We've seen government take a more thoughtful approach to issues like this. In the midst of the global supply chain disruptions, the government launched a national supply chain task force with the objective of making independent recommendations regarding short- and long-term actions to alleviate supply chain congestion.
I recommend that the government launch a food value chain task force. The task force should have three priority mandates. First, it should build on StatsCan's data hub by producing detailed analysis on food inflation drivers along the value chain. Second, it should make concrete recommendations for the public and private sector with a focus on where Canadians can act. This should include retail, but it must also include an examination of systemic issues—including supply chain fluidity, regulatory burden, taxes, underinvestment in R and D and declines in productivity growth—and make recommendations that can drive those costs down.
Finally, it should look at where the government can act to support those Canadians who are hardest hit by higher food prices. Food Banks Canada gave Canada a D+ in its inaugural poverty report card, highlighting that the impact of food price inflation is a broader poverty challenge that must involve solutions beyond the food system's scope.
Unfortunately, the supply chain task force has shown that writing the action plan can be the easy part. Acting on it is much harder. Complex issues do not always lend themselves to the silver bullets that governments seem to prefer.

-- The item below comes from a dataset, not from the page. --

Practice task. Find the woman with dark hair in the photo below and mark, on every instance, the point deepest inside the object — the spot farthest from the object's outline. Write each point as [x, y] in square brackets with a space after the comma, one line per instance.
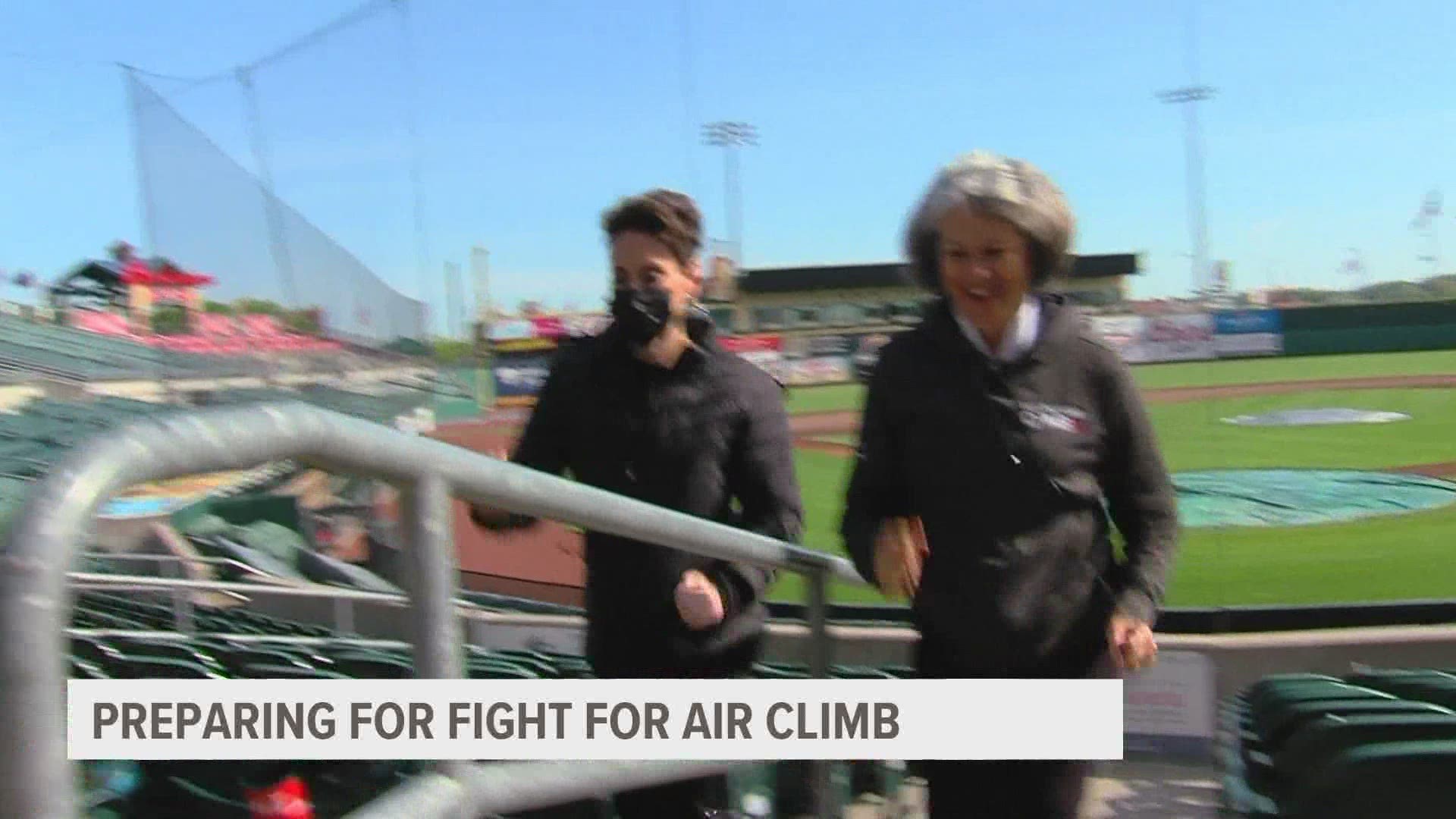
[999, 447]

While it is easy to say that all options are on the table to stabilize prices, there seems to be a focus on the retail sector, with other more sensitive but potentially more impactful policy changes actually off the table.
As food inflation shows, many of these systemic issues and pressures will remain. Even if the political pressure falls as food inflation falls too, the opportunity will still exist to do something substantive. It may not be easy, but it will be worthwhile.